I am trying to get into Rust by learning it from its book. Mostly common things with interesting additions on it. I try to code some stuff to get used to it so I decided to do as the chapter says and write a quick Fibonacci function but had an error I am having problems wrapping my head around. Any rust expert who would explain to me why is this happening and the logic behind it.
fn fibo(x: i32) -> i32 {
if x == 0 {
0
}
else if x == 1 {
1
}
fibo(x-1) + fibo(x-2)
}
When I try to build this code, I get the following error;
error[E0308]: mismatched types
--> src/main.rs:6:9
|
6 | 0
| ^ expected (), found integer
|
= note: expected type `()`
found type `{integer}`
error[E0308]: mismatched types
--> src/main.rs:9:9
|
9 | 1
| ^ expected (), found integer
|
= note: expected type `()`
found type `{integer}`
But If I change the code to the following it works fine;
fn fibo(x: i32) -> i32 {
if x == 0 {
0
}
else if x == 1 {
1
}else{
fibo(x-1) + fibo(x-2)
}
}
In the Rust Language book, it is stated that the compiler checks the type of all the expressions in the if-else blocks but also states that it passes to the next line of code if there is no else statement is present. Since I stated the return type would be i32 how come the compiler can expect type "()" as seen in the error?
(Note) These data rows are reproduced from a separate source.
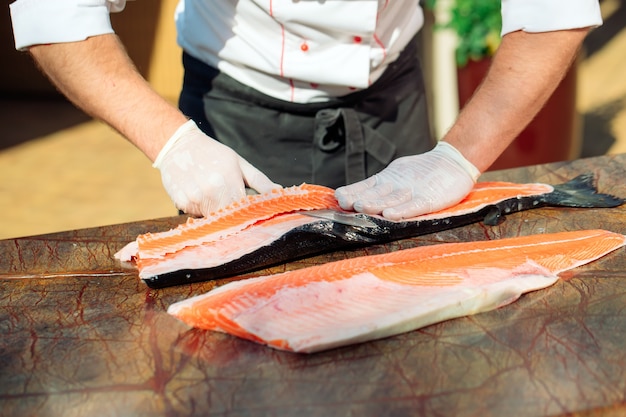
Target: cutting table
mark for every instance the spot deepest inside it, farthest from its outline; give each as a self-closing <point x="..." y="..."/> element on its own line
<point x="82" y="335"/>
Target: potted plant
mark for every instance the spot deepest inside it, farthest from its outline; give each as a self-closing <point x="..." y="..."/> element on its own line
<point x="554" y="134"/>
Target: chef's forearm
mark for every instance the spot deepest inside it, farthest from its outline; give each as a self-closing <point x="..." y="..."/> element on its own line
<point x="97" y="75"/>
<point x="524" y="73"/>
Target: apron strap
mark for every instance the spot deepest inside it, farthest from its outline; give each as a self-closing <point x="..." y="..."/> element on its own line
<point x="336" y="127"/>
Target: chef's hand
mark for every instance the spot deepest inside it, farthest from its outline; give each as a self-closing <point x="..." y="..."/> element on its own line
<point x="413" y="185"/>
<point x="202" y="175"/>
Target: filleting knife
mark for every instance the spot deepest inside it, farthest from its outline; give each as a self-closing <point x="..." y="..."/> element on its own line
<point x="348" y="218"/>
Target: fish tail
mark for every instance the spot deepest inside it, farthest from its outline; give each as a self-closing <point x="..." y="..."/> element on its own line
<point x="580" y="192"/>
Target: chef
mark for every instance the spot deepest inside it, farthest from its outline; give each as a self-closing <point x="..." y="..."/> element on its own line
<point x="282" y="92"/>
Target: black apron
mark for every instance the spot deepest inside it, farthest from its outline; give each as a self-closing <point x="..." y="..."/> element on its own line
<point x="334" y="143"/>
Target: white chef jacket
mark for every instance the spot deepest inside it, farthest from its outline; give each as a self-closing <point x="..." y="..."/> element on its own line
<point x="300" y="51"/>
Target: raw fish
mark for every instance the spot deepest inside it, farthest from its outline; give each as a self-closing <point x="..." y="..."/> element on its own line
<point x="265" y="230"/>
<point x="370" y="297"/>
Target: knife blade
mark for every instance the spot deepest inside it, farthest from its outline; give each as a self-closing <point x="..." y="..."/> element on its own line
<point x="347" y="218"/>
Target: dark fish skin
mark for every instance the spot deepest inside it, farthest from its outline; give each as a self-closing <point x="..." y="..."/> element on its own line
<point x="327" y="236"/>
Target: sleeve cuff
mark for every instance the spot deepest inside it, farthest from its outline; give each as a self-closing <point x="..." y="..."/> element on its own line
<point x="549" y="15"/>
<point x="44" y="21"/>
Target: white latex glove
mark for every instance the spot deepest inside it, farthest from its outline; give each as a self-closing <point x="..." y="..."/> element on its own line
<point x="413" y="185"/>
<point x="202" y="175"/>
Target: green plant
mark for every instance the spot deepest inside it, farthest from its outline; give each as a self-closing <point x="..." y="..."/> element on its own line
<point x="477" y="23"/>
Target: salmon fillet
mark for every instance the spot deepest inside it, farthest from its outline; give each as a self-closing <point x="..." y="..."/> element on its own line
<point x="371" y="297"/>
<point x="234" y="218"/>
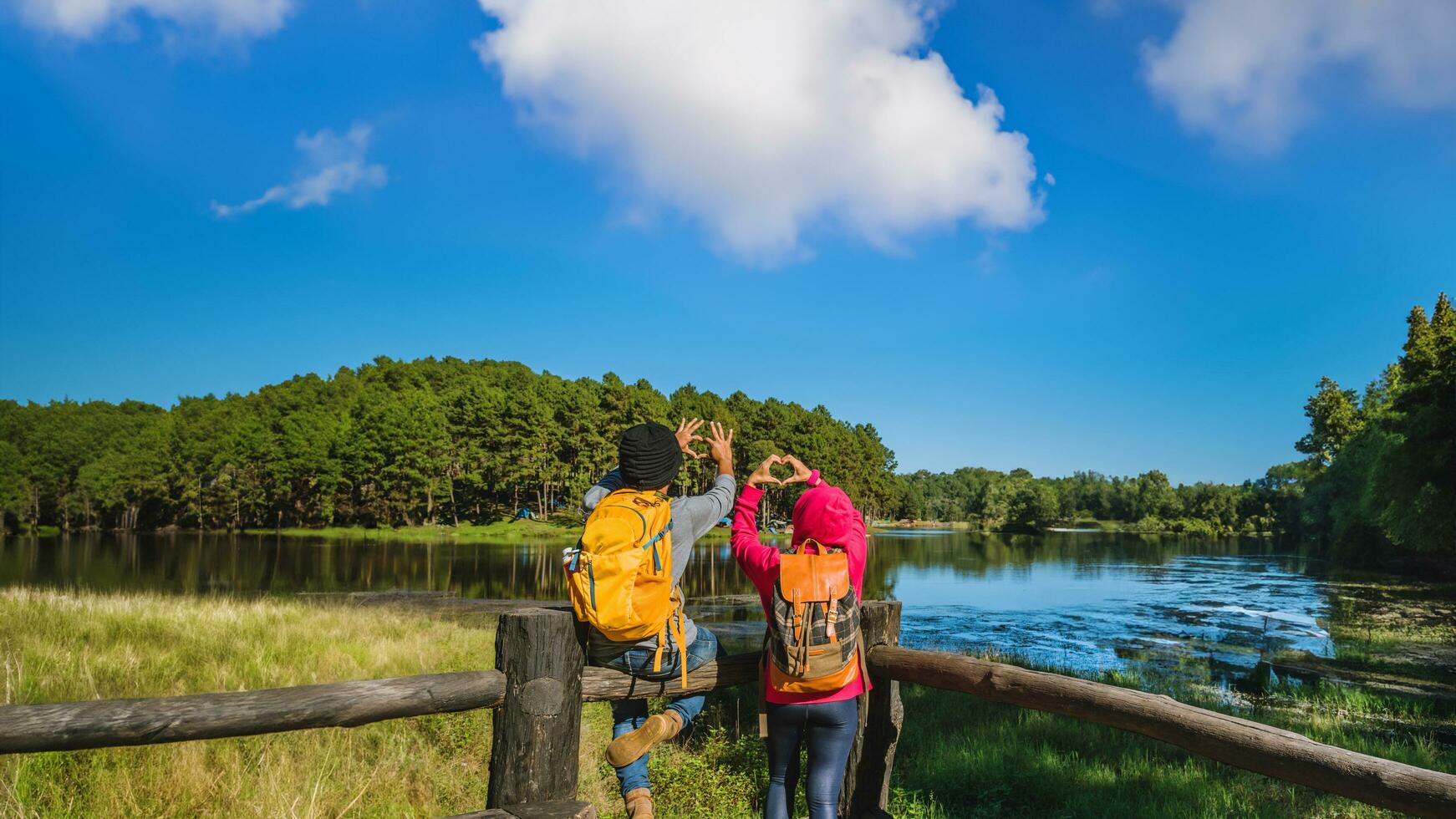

The problem here is that you're trying to have two "return" statements.
When a block's last statement lacks a semicolon, the result of the statement is the type of evaluating the entire block. In pseudo-rust, we can say the following
{
0
} -> usize
That's to say
let x = { 0 };
Makes a new scope for the 0, implicitly returns it because there's no semicolon in the block, and then that becomes the type of the block. So, x: usize.
So, what's going on?
Your code has two implicit returns:
fn fibo(x: i32) -> i32 {
if x == 0 { // This starts a block
0 // First implicit return
}
else if x == 1 { // This also starts a block
1 // First implicit return
} // Therefore this entire if/else statement is an implicit return unless its output
// is suppressed with a semicolon.
fibo(x-1) + fibo(x-2) // Here we try to return again, which confuses rust!
}
Because your if/else contains implicit returns and is not being assigned to a variable, it is like as if I said the following:
fn fibo(x: i32) -> i32 {
//For the sake of explanation, let's assume x == 0
0 // instead of your if/else
fibo(x-1) + fibo(x-2)
}
Oh no! How to fix this:
fn fibo(x: i32) -> i32 {
if x == 0 {
// return 0; // This is an early return; this will break until it reaches the function
0 // Since this is about implicit returns I'll use them here
} else if x == 1 {
1
} else {
fibo(x - 1) + fibo(x - 2)
}
}